Aggarwal's 2021 ICML paper "Label Inference Attacks from Log-loss Scores", seems to argue that the answer to the question in the title is "YES". The paper claims that, given predicted probability values (such as from a logistic regression or neural network) and the log-loss calculated from those predictions and the true labels, there is an algorithm that will produce the true labels.

This means that the label order giving such a log-loss must be unique. If not, then we could have $\left\{dog, cat, dog, cat\right\}$ and $\left\{dog, dog, cat, cat\right\}$ result in the same log-loss values.

How would the algorithm be able to pick which set of labels is the correct set!?

Coding $dog$ and $0$ and $cat$ as $1$, I believe that I have such an example.

```
library(ModelMetrics)
p <- c(0.2, 0.8, 0.8, 0.2)
y0 <- c(0, 1, 0, 1) # dog, cat, dog, cat
y1 <- c(0, 0, 1, 1) # dog, dog, cat, cat
ModelMetrics::logLoss(y0, p) == ModelMetrics::logLoss(y1, p)
```

Both log-loss values are the same.

The "Results on Real Binary Classification Datasets" section sure makes it look like we can just take a vector of labels and a vector of claimed probability values; calculate the log-loss from the claimed probability values and labels; and perfectly reconstruct the labels, as implied by the, "As our attacks construct…" sentence, yet that is impossible for the `p`

that I gave. There are multiple plausible label vectors (`y0`

and `y`

).

ICML is one of the top conferences in machine learning, so I do not want to be too quick to dismiss the Aggarwal paper. Nonetheless, I seem to have developed a counterexample.

What's going on?

**EDIT**

After seeing some answers posted, their claim sounds more plausible, but it still seems to have counterexamples. Consider their example after theorem 1, where $L_v(\sigma)$ is the log loss for true labels $\sigma$ and predictions $v$.

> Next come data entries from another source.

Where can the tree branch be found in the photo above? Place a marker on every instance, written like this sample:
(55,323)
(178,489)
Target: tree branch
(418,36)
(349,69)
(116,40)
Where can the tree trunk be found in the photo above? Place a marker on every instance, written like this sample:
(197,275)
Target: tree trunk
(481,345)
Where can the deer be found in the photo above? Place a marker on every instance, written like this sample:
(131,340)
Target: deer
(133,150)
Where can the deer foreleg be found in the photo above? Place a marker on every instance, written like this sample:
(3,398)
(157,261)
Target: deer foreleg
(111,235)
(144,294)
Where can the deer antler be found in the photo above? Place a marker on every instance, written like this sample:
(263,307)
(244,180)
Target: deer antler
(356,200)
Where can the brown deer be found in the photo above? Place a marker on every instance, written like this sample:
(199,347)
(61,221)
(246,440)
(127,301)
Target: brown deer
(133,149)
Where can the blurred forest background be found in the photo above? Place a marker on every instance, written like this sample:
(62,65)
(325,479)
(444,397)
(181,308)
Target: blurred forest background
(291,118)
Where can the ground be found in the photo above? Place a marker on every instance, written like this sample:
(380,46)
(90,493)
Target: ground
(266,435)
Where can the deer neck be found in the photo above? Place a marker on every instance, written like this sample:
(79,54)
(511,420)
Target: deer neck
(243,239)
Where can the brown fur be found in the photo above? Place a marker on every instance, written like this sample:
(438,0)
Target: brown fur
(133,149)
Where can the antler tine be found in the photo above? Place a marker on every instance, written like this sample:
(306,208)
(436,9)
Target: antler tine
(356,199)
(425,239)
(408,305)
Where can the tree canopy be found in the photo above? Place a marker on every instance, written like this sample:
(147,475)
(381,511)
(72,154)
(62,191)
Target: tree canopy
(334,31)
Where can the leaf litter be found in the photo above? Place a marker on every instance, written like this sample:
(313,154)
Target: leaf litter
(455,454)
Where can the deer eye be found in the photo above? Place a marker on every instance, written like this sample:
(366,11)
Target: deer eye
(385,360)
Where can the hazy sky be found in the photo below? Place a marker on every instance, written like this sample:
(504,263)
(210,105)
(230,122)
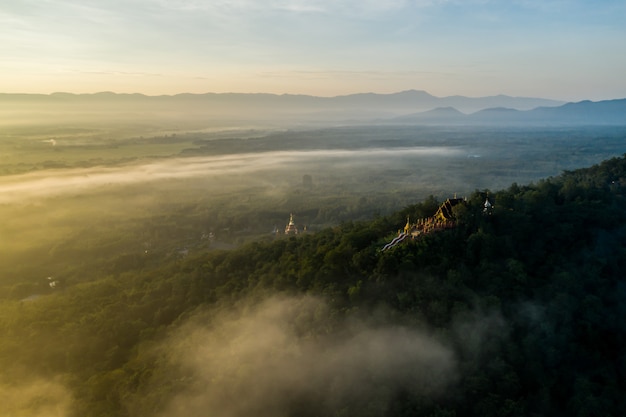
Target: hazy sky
(569,50)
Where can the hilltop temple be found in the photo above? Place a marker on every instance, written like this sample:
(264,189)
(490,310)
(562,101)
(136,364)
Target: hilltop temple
(443,219)
(291,228)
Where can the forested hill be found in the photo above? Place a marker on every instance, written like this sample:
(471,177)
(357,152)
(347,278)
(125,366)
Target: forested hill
(519,312)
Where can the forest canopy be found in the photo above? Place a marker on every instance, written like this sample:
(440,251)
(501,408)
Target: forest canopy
(514,312)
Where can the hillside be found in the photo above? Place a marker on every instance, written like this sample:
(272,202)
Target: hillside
(514,312)
(198,111)
(584,113)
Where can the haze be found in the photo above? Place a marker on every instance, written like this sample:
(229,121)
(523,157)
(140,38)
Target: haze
(564,50)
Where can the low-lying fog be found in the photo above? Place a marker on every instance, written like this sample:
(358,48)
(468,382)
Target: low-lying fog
(229,170)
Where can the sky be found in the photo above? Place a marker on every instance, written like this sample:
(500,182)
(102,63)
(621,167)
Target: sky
(560,49)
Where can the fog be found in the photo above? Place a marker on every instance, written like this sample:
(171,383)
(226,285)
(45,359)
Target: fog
(35,398)
(291,355)
(49,183)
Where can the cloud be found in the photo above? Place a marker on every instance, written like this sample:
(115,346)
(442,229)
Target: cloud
(51,183)
(35,398)
(288,354)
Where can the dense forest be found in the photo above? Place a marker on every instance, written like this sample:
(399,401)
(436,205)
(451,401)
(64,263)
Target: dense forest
(515,312)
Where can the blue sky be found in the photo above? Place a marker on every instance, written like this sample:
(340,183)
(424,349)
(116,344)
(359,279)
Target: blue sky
(569,50)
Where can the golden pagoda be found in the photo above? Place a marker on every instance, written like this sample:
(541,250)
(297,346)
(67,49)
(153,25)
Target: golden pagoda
(291,228)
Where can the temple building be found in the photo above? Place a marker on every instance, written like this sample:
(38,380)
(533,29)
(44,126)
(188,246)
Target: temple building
(291,228)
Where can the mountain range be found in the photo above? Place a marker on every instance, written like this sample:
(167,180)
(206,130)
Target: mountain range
(407,107)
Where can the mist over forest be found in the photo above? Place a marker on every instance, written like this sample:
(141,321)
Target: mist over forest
(144,268)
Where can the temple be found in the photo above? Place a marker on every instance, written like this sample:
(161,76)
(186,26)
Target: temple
(442,219)
(291,228)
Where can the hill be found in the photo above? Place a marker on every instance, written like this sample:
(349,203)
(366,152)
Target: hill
(584,113)
(239,109)
(514,312)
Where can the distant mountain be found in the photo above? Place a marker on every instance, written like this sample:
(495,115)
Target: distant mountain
(357,107)
(608,112)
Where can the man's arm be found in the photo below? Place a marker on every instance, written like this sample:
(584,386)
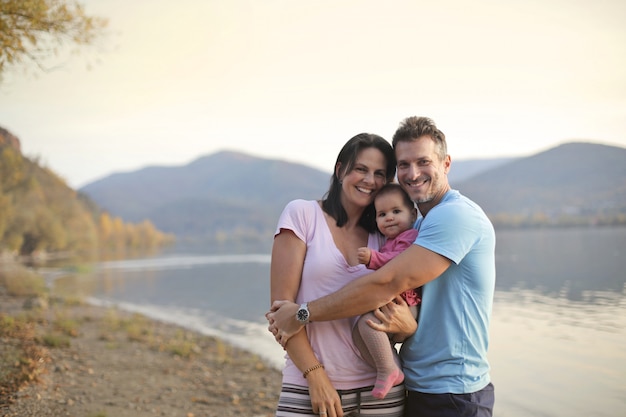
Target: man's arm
(411,269)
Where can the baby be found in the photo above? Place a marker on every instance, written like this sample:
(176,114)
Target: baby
(395,216)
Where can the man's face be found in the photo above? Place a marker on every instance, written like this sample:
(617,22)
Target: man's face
(421,172)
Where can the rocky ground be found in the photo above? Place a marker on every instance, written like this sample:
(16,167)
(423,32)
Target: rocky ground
(123,365)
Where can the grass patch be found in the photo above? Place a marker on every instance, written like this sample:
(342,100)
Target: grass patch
(20,355)
(20,281)
(55,340)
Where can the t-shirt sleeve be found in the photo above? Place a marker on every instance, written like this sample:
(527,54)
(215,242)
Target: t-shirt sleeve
(297,216)
(448,230)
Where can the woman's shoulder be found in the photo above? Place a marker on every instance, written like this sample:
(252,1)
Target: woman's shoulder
(303,205)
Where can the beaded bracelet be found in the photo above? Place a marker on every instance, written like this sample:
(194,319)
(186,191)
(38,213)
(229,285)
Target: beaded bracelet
(312,368)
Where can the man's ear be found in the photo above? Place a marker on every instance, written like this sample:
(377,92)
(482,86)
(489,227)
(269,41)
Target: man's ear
(447,162)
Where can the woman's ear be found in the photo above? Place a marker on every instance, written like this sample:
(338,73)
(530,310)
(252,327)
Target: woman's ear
(338,171)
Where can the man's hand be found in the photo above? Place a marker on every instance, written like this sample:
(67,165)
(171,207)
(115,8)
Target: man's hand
(395,317)
(364,255)
(282,319)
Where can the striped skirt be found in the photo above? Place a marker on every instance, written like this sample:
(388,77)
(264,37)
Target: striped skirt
(294,401)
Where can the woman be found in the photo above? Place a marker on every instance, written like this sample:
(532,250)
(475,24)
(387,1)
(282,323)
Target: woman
(314,254)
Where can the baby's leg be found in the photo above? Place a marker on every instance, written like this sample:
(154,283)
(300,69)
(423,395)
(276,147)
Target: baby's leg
(377,351)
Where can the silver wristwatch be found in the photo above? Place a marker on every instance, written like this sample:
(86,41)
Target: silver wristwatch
(302,315)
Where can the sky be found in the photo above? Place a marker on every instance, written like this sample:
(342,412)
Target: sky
(294,80)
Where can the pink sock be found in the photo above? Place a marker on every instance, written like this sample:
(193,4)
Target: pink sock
(382,386)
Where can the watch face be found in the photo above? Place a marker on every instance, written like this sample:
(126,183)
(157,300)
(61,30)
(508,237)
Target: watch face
(303,315)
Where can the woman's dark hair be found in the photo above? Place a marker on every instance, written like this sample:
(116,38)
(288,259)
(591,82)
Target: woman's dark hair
(331,203)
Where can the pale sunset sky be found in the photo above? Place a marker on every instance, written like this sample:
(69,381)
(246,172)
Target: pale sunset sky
(294,80)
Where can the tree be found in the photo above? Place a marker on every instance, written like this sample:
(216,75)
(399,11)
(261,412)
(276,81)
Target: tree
(38,29)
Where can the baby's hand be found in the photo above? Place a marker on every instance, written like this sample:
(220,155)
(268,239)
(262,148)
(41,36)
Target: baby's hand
(364,255)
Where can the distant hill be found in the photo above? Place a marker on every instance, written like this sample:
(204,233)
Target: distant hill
(41,217)
(230,195)
(212,198)
(573,179)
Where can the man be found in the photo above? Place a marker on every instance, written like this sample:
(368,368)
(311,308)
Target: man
(453,258)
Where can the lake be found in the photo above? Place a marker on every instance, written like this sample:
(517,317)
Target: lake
(558,332)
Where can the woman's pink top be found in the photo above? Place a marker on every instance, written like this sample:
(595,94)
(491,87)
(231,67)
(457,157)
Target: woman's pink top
(326,271)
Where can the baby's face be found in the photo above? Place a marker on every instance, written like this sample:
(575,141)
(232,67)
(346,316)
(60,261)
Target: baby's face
(392,215)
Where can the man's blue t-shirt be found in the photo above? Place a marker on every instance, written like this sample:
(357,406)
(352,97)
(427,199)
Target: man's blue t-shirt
(448,353)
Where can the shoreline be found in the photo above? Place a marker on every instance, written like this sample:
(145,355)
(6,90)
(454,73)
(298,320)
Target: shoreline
(119,363)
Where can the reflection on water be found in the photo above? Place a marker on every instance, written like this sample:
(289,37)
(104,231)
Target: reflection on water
(558,331)
(562,262)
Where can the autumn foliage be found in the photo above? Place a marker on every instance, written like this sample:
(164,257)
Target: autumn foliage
(39,213)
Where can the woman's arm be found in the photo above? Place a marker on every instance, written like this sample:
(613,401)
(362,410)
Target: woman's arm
(288,255)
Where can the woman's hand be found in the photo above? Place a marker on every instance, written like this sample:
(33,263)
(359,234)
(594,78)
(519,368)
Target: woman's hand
(396,318)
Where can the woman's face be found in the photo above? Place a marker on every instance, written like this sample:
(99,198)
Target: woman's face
(360,185)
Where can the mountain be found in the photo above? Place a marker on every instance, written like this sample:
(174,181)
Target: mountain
(572,179)
(215,198)
(233,196)
(42,217)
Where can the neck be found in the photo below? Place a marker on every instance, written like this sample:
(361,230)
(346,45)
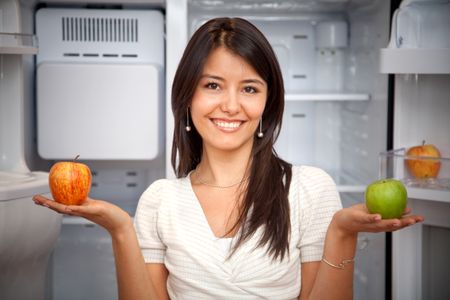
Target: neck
(222,170)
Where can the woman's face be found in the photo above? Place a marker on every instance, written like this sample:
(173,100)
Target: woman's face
(228,101)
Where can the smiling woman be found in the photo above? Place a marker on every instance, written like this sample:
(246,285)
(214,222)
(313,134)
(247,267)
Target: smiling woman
(238,222)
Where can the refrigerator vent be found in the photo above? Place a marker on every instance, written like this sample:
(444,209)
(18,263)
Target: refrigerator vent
(98,29)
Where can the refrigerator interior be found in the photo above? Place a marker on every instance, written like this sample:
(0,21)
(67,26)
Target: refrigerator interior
(335,118)
(82,263)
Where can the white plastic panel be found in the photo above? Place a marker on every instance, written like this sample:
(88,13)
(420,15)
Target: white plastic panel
(99,111)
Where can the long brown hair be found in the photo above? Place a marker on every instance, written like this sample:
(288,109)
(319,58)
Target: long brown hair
(266,198)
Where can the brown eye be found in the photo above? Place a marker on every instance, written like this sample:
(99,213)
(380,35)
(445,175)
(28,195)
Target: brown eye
(249,90)
(212,85)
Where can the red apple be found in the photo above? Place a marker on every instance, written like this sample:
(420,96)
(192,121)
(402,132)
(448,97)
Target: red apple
(423,168)
(70,182)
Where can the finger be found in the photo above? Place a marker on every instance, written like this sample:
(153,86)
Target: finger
(53,205)
(407,211)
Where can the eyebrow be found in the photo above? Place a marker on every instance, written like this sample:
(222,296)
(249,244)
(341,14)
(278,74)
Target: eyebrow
(250,80)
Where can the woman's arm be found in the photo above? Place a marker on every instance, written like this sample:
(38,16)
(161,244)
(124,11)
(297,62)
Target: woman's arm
(134,277)
(330,281)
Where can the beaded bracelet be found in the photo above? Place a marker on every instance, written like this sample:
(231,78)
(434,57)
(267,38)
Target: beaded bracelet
(341,265)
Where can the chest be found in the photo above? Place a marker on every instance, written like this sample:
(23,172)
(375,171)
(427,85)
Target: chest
(220,209)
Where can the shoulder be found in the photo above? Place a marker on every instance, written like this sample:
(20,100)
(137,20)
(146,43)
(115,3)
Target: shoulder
(314,187)
(164,189)
(311,177)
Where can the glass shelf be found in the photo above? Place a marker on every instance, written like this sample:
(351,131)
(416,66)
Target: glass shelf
(415,61)
(18,43)
(327,96)
(393,165)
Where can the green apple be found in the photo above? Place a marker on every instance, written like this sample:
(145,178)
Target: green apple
(387,197)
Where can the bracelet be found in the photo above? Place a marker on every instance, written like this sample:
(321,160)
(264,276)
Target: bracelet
(341,265)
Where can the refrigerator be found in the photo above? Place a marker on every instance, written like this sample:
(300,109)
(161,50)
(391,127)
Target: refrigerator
(336,100)
(354,102)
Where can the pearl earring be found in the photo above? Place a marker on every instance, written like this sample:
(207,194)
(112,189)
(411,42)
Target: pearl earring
(260,133)
(188,127)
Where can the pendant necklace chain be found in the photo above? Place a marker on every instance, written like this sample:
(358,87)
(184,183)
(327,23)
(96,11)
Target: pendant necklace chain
(219,186)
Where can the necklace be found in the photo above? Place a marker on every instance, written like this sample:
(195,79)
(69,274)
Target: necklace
(220,186)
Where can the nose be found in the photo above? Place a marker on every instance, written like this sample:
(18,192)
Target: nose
(231,103)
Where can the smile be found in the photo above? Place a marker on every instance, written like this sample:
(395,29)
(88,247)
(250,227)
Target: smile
(227,125)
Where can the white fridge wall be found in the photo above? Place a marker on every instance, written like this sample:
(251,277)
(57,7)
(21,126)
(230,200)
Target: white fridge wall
(98,111)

As an example, for N = 5, let v = [2, 3, 5, 7, 11]. Suppose

the true labeling is [0, 1, 1, 0, 1]. Then, the adversary

observes $L_v(\sigma) = 1/5

\ln

( 2304/

55

)$

(obtained by plugging in $v$

and $\sigma$ in Equation 2). For reconstructing the labels, observe

that $T = 3\times4\times6\times8\times12 = 6912$, so that all we need is to

compute primes that divide $T \exp (−NL_v(\sigma)) = 165 =

3 \times 5 \times 11$. This tells us that only the labels for the second,

third and fifth datapoints must be 1, which is indeed true.

However, I get multiple possible $\sigma$ values that correspond to the same log-loss value.

```
library(ModelMetrics)
p <- c(2, 3, 5, 7, 11)
sigma0 <- c(0, 1, 1, 0, 1) # dog, cat, cat, dog, cat
sigma1 <- c(0, 0, 1, 1, 1) # dog, dog, cat, cat, cat
ModelMetrics::logLoss(sigma0, p) == ModelMetrics::logLoss(sigma1, p)
```

**EDIT 2**

Yes, I did make a mistake. This is the correct simulation, and it gives distinct loss values.

```
v <- c(2, 3, 5, 7, 11) # The prime number code from the paper
p <- v/(1 + v) # Transform to probability values
sigma0 <- c(0, 1, 1, 0, 1) # dog, cat, cat, dog, cat
sigma1 <- c(0, 0, 1, 1, 1) # dog, dog, cat, cat, cat
ModelMetrics::logLoss(sigma0, p) == ModelMetrics::logLoss(sigma1, p) # Unequal!
```

## Best Answer

Take another look at section 3.1 of the paper.

The 'probability' is not real model output, but a code to hack the response.